我写了一个测试用例来测试操作ops :: Square及其梯度函数SquareGrad,这是代码:
TEST(MathTest, SingleComplex64Function) {
//
//data prepare
Scope root = Scope::NewRootScope();
DataType x_type = DataTypeToEnum<complex64>::v();
TensorShape shape({1});
Tensor x_data(x_type, shape);
auto x_data_flat = x_data.flat<complex64>();
x_data_flat(0) = {1,2};
//
//graph construct: y = x*x, x and y are complex64
auto x = ops::Placeholder(root, x_type, Placeholder::Shape(shape));
auto y = ops::Square(root, x);
ClientSession session(root);
std::vector<Tensor> outputs;
//
//calculate y
Status s = session.Run({{x, x_data}} , {y}, &outputs);
ASSERT_TRUE(s.ok());
ASSERT_TRUE(outputs.size() == 1);
ASSERT_TRUE(outputs[0].dtype() == DT_COMPLEX64);
ASSERT_TRUE(outputs[0].flat<complex64>()(0) == complex64(-3,4));
std::vector<Output> grads;
s = AddSymbolicGradients(root, {y}, {x}, &grads);
ASSERT_TRUE(s.ok());
//
//calculate gradients of y w.r.t x
std::vector<Tensor> grad_outputs;
s = session.Run({{x, x_data}}, grads, &grad_outputs);
ASSERT_TRUE(s.ok());
ASSERT_TRUE(grad_outputs.size() == 1);
ASSERT_TRUE(grad_outputs[0].dtype() == DT_COMPLEX64);
ASSERT_TRUE(grad_outputs[0].flat<complex64>()(0) == complex64(2,4));
}
当我运行它时,出现此错误:
[ RUN ] MathTest.SingleComplex64Function
tensorflow/cc/gradients/math_grad_test.cc:84: Failure
Value of: grad_outputs[0].flat<complex64>()(0) == complex64(2,4)
Actual: false
Expected: true
[ FAILED ] MathTest.SingleComplex64Function (39 ms)

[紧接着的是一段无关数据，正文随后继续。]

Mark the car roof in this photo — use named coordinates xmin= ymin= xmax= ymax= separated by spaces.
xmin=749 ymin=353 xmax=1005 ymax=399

我发现grad_outputs [0]的计算值为(2,-4),我不知道为什么?
据我所知,我已经定义了一个函数R-> R:y = x x(x和y是complex64),它的第一个派生函数应该是:dy / dx = 2x,并且根据梯度的定义:grad y = [dy / dx],因此如果z = 1 + 2i,则y应该是(1 + 2i)(1 + 2i)= 1 + 4i + 4i i = 1 + 4i-4 = -3 + 4i,并且dy / dx = 2(1 + 2i)= 2 + 4i,因此理论上y应该是[(2,4)]。
我现在是吗?
当我开始查找问题时,我找到如下的Funciton SquareGrad代码:
Status SquareGrad(const Scope& scope, const Operation& op,
const std::vector<Output>& grad_inputs,
std::vector<Output>* grad_outputs) {
// dy/dx = (2 * x)
auto two = Cast(scope, Const(scope, 2), op.input(0).type());
auto dydx = Mul(scope, two, op.input(0));
// grad(x) = grad(y) * conj(dy/dx)
grad_outputs->push_back(
Mul(scope, grad_inputs[0], ConjugateHelper(scope, dydx)));
return scope.status();
}
conj(dy / dx)是dy / dx的共轭复合物,对吧?
有人可以解释为什么grad(x)= grad(y)* conj(dy / dx)吗?